Metropolitan mayor Daniel Butler has criticised the retailer for not engaging with the council over the site, which lies on the northern entrance to the city, and is considered by many to be an eyesore.
“They have made a reasonable and fair offer, as far as I am concerned. They have refused that. To me, I wonder what these guys want? It’s becoming a rolling drama and an absolute insult to the people of Limerick City. It just shows the tactics used by Dunnes Stores in relation to the site,” Cllr Butler added.
The disclosure was made in a High Court case in Dublin, where Dunnes won an order meaning it will not have to pay derelict site charges on its Sarsfield Street store – for the time being.
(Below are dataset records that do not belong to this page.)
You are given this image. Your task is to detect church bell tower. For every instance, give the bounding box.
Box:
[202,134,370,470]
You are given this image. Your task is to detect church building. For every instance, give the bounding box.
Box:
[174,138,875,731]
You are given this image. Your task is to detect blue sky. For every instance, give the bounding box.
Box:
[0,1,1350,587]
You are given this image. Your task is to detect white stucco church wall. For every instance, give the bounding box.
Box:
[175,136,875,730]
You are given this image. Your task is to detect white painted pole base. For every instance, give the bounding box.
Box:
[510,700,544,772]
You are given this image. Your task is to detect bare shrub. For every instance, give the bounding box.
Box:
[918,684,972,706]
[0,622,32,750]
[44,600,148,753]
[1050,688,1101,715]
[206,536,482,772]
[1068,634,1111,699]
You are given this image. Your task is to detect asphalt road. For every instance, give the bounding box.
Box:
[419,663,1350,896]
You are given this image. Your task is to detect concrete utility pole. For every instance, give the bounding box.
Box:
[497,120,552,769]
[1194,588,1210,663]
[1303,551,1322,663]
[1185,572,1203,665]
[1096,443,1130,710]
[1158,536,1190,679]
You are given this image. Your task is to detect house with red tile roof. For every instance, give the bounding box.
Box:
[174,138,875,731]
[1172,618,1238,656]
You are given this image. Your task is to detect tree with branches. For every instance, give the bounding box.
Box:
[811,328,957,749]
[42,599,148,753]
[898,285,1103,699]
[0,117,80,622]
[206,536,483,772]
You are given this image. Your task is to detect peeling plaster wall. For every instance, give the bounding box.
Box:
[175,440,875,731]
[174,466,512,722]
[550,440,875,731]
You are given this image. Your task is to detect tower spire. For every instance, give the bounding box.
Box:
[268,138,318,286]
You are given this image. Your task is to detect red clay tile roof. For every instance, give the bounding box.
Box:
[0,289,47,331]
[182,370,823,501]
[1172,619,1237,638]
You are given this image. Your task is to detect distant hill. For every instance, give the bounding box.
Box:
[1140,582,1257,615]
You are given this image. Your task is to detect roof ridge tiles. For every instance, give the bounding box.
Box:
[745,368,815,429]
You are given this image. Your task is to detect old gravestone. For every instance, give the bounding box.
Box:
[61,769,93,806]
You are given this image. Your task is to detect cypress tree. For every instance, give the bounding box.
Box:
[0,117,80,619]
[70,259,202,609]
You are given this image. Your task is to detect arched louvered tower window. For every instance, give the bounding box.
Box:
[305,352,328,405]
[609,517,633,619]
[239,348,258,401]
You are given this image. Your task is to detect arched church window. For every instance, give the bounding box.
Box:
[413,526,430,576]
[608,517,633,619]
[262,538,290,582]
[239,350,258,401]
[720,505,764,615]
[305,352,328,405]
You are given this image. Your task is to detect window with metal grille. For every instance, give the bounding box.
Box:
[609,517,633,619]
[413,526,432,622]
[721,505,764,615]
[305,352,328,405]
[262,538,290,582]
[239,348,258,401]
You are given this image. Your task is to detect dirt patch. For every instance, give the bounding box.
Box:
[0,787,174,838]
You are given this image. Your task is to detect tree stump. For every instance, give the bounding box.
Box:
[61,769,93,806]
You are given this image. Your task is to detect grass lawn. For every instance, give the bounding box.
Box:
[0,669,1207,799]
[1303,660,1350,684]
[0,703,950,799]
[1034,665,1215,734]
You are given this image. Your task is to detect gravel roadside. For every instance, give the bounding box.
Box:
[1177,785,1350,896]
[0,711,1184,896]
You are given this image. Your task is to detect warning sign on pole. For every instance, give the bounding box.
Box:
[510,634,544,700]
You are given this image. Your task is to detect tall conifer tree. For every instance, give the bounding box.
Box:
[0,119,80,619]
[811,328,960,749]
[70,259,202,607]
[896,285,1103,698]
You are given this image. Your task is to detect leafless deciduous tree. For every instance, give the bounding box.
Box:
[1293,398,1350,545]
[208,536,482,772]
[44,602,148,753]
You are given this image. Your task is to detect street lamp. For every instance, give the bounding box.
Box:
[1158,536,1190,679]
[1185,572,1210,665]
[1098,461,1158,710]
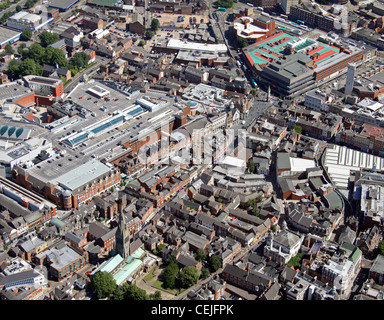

City and County Council had placed the store on the register, which would have seen it subject to a sliding scale of charges from next year. On foot of this, Dunnes Stores appealed this to An Bord Pleanala.
At the same time as this, Dunnes Stores (Limerick) and Dunnes Stores Unlimited brought the case to the High Court, where they have secured a stay on any determination by An Bord Pleanala.
Dunnes claimed the council failed to give adequate reasons for its decision to declare it a vacant site.
For its part, the council says the site is underutilised and is detracting from the character of the area.
An Bord Pleanala was asked to decide among other things whether the land is considered to be regeneration. Dunnes disputed this. When the council refused to cancel its entry on the vacant sites registrer, it brought High Court proceedings seeking to quash the decision.
It also asked the court case should take priority over the board making a decision.
It was claimed the council had shown bad faith by putting it on the register when it was clear Limerick Council had shown an interest in buying it.
Justie Una NiRaifeartaigh ruled there should be a stay on the board’s decision pending the outcome of judicial review proceedings. If this is unsuccessful, Dunnes may still be subject to backdated charges, she ruled.